La comunidad educativa contra UNICABA

El proyecto de ley del gobierno de Larreta que pretende crear una universidad de formación docente (la UNICABA) y modificar la actual función de los institutos de desarrollo de los profesores continúa siendo rechazado por la comunidad educativa.

En conversación con Informe Político, Ana, estudiante del profesorado Joaquín V. González, expresó que la iniciativa, que ya cuenta con un segundo borrador, «es criticable totalmente. Nosotros desde un primer momento planteamos que no queríamos a la UNICABA y, tal como plantea el segundo borrador, una coexistencia con algo similar. Para formar a los docentes ya están los terciarios. Este segundo borrador plantea que la UNICABA evaluará a los profesorados. Así se pierde la autonomía porque se van a meter, por ejemplo, en los planes de estudio y en todo aquello que consideren que no sirva».

«No se va a respetar la autonomía de los rectores, las juntas departamentales, el consejo directivo», agregó la estudiante. También indicó que «la educación que hoy tenemos es de calidad y existe una autonomía, o sea, la posibilidad de decidir lo que nosotros queremos. No queremos que nadie nos imponga lo que tenemos que estudiar por ejemplo».

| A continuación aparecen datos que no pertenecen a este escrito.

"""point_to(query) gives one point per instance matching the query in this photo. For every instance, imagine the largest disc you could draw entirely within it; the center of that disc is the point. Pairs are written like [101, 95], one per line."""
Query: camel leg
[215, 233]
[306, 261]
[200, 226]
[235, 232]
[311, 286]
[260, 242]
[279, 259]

A su vez, recalcó que organizaron marchas en las cuales «docentes, no docentes, estudiantes se unieron en rechazo del proyecto. Colocamos una carpa educativa en la puerta de la Legislatura para demostrar qué educación queremos. Precisamente, en la carpa hacemos las cosas que se realizan en las aulas, lo que nos enseñan. Seguramente existan nuevas movilizaciones».

Desde el gremio docente Ademys criticaron la posibilidad de «coexistencia» entre la UNICABA y los profesorados: «Como expresan las rectoras y rectores, el estudiantado, y como venimos señalando desde Ademys, este proceso busca concretar gradualmente lo que la primera versión del proyecto pretendía en un solo paso: la disolución del sistema actual de formación docente, la pérdida de autonomía de los IFD (sometidos a una evaluación externa para acreditar sus títulos), y el más que probable cierre de institutos que pierdan matrícula».

Asimismo, señalaron que «desde el oficialismo niegan la transferencia de instituciones. Se afirma explícitamente que habrá coexistencia entre los actuales IFD (desfinanciados, sin concursos docentes de titularización hace años, con un notorio deterioro edilicio) y una nueva institución, la UniCABA, que promete un estatus universitario. Ante la pregunta de los rectores y rectoras acerca de si los IFD existentes y la universidad que se crearía competirían por matrícula y brindarían carreras afines, el legislador Ferraro no lo negó. El ejecutivo, mediante la voz del mencionado diputado, habla de una “ley de formación docente” y de la creación de una universidad para CABA a tal fin. Se trata de un cambio de táctica, pero no de objetivos»

«La reforma en curso, en sintonía con la exigencia de organismos como el Banco Mundial, la OCDE o los lineamientos del G20 establecen una agenda de achicamiento de la oferta institucional (esto es el cierre de institutos), reorientación de contenidos y perfil docente a formar (el docente como “aplicador” y “facilitador”) y precarización laboral. La política de coexistencia es una manera relativamente maquillada de avanzar en este mismo sentido», agregaron.

En esa sintonía se manifestó otro de los gremios de maestros, UTE, estableciendo que «este anteproyecto se enmarca en las políticas públicas que lleva adelante el Gobierno de Larreta, en el que se desfinancia el presupuesto educativo (pasando del 30% al 18%) y presentan soluciones mágicas a problemas que generó el propio gobierno».

Acto seguido, el sindicato dejó en claro que «hablan de escuchar propuestas pero, cuando desde la UTE, propusimos la creación de un boleto educativo que incluía a los estudiantes de los profesorados, Macri y Larreta no tomaron nota de la demanda. Hablan de dialogar, pero el ocultamiento de la información y de los proyectos son moneda corriente por parte de las autoridades de la cartera porteña. Además circunscriben las mesas de trabajo con las comunidades educativas a una serie de reuniones en las que 40 personas son seleccionadas para participar de la misma. Eso, claramente, no es diálogo».

Y volvió a defender el actual sistema que poseen los profesores para formarse: «El sistema formador tiene identidad e historia y modos organizacionales que responden a la singularidad de su formación específica. A su vez, tiene formas de organización donde todos los participantes tienen voz y voto. Este proyecto no respeta la unidad académica y la vida democrática y la producción de conocimiento que se realizan en nuestras escuelas e institutos».